RAMSTEIN AIR BASE, Germany — High-level NATO leaders met this week at Ramstein to consider the future of the alliance’s ground forces in the wake of the conflict in Ukraine and events in the Middle East and Afghanistan.
The North Atlantic Treaty Organization-LANDCOM Corps Commanders’ Conference drew more than 140 participants from nearly every country in the 28-member alliance, including NATO Supreme Allied Commander Europe, Air Force Gen. Philip Breedlove.
He and Army Lt. Gen.
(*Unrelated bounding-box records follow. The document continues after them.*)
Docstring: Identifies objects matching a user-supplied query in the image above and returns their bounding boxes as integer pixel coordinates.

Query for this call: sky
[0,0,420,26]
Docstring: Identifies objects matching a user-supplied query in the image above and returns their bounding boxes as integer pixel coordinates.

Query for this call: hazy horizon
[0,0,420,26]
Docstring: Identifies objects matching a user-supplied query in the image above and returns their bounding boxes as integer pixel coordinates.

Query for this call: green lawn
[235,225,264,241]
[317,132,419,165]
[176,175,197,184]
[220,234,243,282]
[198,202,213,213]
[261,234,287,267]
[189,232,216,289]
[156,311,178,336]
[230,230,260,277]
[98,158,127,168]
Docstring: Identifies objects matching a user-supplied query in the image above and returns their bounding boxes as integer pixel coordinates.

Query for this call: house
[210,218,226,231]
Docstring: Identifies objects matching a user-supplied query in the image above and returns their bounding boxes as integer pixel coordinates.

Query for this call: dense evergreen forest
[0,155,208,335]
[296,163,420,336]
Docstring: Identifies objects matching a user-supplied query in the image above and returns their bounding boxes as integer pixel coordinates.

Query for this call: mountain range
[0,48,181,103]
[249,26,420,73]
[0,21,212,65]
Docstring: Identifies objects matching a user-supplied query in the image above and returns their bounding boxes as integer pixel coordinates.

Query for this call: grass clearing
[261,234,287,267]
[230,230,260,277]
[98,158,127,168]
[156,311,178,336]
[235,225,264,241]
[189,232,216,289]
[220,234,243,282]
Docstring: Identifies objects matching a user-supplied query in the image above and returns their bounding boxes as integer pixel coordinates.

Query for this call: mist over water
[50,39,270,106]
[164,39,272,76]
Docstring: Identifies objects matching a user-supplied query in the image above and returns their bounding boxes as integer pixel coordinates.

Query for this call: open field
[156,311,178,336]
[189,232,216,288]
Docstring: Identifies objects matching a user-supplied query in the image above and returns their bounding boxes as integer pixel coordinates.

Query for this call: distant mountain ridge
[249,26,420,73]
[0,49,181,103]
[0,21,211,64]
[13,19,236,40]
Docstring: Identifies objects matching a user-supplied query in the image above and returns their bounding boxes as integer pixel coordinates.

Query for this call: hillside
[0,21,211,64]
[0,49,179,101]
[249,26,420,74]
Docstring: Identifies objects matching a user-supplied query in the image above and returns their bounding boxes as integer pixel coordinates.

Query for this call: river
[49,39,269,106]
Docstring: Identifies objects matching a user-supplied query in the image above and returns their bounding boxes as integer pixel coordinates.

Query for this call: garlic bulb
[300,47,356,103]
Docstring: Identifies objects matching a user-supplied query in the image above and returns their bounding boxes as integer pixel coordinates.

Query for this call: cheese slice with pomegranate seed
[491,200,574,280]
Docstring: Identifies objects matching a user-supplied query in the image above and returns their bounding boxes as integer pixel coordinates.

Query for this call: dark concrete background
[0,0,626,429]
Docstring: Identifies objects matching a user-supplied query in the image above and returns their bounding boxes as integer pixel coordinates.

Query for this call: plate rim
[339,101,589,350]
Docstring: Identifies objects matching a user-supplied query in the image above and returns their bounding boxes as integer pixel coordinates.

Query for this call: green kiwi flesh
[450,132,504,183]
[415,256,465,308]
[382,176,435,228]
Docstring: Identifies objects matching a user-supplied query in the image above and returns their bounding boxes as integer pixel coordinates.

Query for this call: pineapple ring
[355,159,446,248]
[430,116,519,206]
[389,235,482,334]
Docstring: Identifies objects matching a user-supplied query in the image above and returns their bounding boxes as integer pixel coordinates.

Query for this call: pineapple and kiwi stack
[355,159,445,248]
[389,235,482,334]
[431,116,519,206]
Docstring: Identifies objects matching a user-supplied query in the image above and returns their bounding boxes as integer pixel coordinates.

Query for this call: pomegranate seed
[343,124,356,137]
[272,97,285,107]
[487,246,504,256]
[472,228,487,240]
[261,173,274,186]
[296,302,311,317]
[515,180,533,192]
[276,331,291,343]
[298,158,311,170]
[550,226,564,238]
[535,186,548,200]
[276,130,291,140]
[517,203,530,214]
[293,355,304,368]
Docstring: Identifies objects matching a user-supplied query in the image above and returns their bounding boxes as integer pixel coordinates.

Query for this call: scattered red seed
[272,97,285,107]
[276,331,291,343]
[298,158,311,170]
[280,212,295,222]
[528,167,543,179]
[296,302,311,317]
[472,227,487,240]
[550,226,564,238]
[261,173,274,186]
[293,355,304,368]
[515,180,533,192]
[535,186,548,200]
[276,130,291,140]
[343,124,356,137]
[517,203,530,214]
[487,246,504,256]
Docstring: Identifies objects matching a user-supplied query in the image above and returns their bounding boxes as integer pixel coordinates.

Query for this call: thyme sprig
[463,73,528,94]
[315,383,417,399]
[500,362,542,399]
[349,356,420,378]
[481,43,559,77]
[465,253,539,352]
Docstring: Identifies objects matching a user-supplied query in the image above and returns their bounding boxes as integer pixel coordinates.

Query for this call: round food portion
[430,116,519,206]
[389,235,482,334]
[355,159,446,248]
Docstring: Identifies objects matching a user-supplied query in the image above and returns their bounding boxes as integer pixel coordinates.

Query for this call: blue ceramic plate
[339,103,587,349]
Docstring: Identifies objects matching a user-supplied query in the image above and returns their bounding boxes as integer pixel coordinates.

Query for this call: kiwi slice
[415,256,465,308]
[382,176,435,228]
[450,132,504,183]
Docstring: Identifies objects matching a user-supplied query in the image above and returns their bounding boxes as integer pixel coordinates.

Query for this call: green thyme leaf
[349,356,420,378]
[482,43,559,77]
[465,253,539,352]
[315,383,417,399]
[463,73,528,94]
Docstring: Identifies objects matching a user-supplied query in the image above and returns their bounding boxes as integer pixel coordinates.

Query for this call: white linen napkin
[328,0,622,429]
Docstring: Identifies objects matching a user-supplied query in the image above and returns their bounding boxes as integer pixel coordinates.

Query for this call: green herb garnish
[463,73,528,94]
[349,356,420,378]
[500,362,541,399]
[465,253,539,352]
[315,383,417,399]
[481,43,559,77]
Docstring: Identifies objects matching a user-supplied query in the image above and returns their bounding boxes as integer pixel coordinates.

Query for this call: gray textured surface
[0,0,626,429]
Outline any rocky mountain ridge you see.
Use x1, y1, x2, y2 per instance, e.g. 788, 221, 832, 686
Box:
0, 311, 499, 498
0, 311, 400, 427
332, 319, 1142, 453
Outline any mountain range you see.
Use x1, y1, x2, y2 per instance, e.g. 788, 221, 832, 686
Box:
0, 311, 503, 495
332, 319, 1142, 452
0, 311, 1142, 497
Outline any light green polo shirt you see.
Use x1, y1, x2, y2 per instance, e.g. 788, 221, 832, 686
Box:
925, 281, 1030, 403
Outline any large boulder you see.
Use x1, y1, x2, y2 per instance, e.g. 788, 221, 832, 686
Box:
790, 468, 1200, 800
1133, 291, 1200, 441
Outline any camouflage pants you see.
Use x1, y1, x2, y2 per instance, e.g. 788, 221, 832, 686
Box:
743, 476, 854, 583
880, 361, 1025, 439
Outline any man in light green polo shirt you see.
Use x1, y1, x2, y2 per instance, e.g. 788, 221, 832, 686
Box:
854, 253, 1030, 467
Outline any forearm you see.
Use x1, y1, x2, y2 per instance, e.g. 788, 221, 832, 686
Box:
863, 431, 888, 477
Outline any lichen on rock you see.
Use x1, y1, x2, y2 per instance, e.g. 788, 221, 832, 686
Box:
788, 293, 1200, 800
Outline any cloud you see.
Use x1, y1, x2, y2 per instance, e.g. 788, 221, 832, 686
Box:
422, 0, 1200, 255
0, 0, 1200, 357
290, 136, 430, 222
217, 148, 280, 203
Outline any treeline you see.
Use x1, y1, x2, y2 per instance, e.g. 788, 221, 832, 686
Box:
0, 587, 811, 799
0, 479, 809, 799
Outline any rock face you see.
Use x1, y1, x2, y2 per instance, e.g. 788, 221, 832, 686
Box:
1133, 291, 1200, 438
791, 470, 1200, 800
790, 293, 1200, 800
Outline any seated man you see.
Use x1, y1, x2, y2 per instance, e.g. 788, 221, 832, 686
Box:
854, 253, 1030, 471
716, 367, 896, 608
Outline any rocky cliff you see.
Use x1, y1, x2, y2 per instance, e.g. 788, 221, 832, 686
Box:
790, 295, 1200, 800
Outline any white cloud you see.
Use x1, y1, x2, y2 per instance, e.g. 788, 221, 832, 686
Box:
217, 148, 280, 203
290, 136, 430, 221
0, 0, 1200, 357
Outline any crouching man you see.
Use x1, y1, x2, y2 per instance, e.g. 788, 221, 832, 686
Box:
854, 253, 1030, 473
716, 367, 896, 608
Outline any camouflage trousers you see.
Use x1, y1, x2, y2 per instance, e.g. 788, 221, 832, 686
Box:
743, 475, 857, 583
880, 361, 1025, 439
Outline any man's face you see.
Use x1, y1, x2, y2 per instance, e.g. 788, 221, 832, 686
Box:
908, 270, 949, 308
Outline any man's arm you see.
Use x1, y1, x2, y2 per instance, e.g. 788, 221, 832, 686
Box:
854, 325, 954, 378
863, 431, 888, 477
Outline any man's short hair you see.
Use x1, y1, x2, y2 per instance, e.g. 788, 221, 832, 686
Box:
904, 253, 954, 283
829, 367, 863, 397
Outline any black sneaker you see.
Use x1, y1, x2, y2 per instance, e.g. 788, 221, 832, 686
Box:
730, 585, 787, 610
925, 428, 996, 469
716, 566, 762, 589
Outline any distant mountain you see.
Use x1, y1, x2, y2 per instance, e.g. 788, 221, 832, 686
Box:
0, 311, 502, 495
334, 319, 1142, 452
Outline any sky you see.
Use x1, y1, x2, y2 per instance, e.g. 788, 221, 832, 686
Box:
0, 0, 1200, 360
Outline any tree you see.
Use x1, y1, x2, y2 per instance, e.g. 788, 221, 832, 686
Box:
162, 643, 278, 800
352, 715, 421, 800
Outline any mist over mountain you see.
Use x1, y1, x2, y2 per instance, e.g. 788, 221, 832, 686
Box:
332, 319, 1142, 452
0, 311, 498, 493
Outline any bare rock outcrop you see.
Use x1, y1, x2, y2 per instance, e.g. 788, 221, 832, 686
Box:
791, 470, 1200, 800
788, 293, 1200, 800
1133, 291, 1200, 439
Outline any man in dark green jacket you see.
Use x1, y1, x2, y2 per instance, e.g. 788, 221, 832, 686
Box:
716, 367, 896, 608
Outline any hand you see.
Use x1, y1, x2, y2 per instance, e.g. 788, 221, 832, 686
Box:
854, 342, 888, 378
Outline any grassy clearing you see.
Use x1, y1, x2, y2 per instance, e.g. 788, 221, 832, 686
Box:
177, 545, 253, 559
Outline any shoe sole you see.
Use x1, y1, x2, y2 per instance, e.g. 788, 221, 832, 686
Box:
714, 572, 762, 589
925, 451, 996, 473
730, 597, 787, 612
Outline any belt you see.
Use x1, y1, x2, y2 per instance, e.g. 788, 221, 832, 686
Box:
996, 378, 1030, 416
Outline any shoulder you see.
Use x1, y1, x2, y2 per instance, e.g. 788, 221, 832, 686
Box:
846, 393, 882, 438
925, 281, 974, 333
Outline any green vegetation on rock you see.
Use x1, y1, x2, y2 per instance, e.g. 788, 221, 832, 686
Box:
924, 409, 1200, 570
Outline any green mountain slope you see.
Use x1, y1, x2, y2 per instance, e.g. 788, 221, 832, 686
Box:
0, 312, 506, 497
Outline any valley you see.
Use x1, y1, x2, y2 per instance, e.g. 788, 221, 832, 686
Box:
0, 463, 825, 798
John Nicholson Jr., the commander of NATO Allied Land Command, spoke of the broader security environment facing NATO post-Afghanistan and the challenges ground forces, in particular, must address to hone and ready a land component that could respond to an international crisis at a moment’s notice.
“We are adapting to some of the most significant changes to the security environment here in Europe since the Cold War,” Breedlove said, “and I am pleased to say that NATO is adapting as rapidly as its 21st Century challenges are also evolving.”
Breedlove said NATO’s land forces headquarters — established in 2012 at Izmir, Turkey, to ensure the interoperability of NATO ground forces — “is focused on matching our readiness to the environment” and working with nations on contingency planning “in support of NATO’s readiness action force,” as outlined at the pivotal NATO Wales Summit last fall. Interoperability has been a constant, if elusive, goal for the alliance since the early 1950s.
“This is significant, as this planning will reduce the go-to show time needed between alerting forces and getting them to the right place at the right time,” Breedlove said.
At the Wales summit in September, allied leaders approved a response plan that addresses challenges posed by Russia and threats emanating from the Middle East and North Africa.
Neither Nicholson nor Breedlove mentioned Ukraine or Russia on Tuesday. But in speaking about collective defense, Nicholson mentioned the threat of so-called hybrid warfare, which NATO officials have accused Russia of employing in Ukraine, unnerving NATO’s eastern members.
NATO’s land forces would be one element of any collective defense measure, including if Article 5 were invoked. Article 5 is the cornerstone of the military alliance, which commits each member to consider an armed attack against one member state to be an armed attack against them all.
Nicholson said his command is focused “on our own ability to respond to the political guidance that we receive.”
“If there was an Article 5 declaration with an attributable threat … and then we were deployed to deal with that, then we’re looking at militarily, what do we need to be able to do? For us, this is a very important topic because we spent the last decade in Afghanistan, where we’re fighting counterinsurgency, but as we look to the future, we’re looking at the hybrid threat.”
Hybrid warfare is seen as conventional warfare that employs unidentified regular forces and insurgents, cyberwarfare and disinformation.
Insurgents in Afghanistan, while “very cunning and lethal,” had a limited set of capabilities, Nicholson said in an interview with Stars and Stripes. “When you look at the hybrid threat, it could be anything, up to armored air, chemical; there’s a full range of capabilities that we have to be prepared for.”
In melding the alliance’s diverse land forces on the scale of a potential Article 5 response, NATO faces a host of challenges, including “logistics, communications, integration with the air, with the maritime, with the special operations,” Nicholson said. “The nature of the military challenge is different. That’s what we’re focused on.”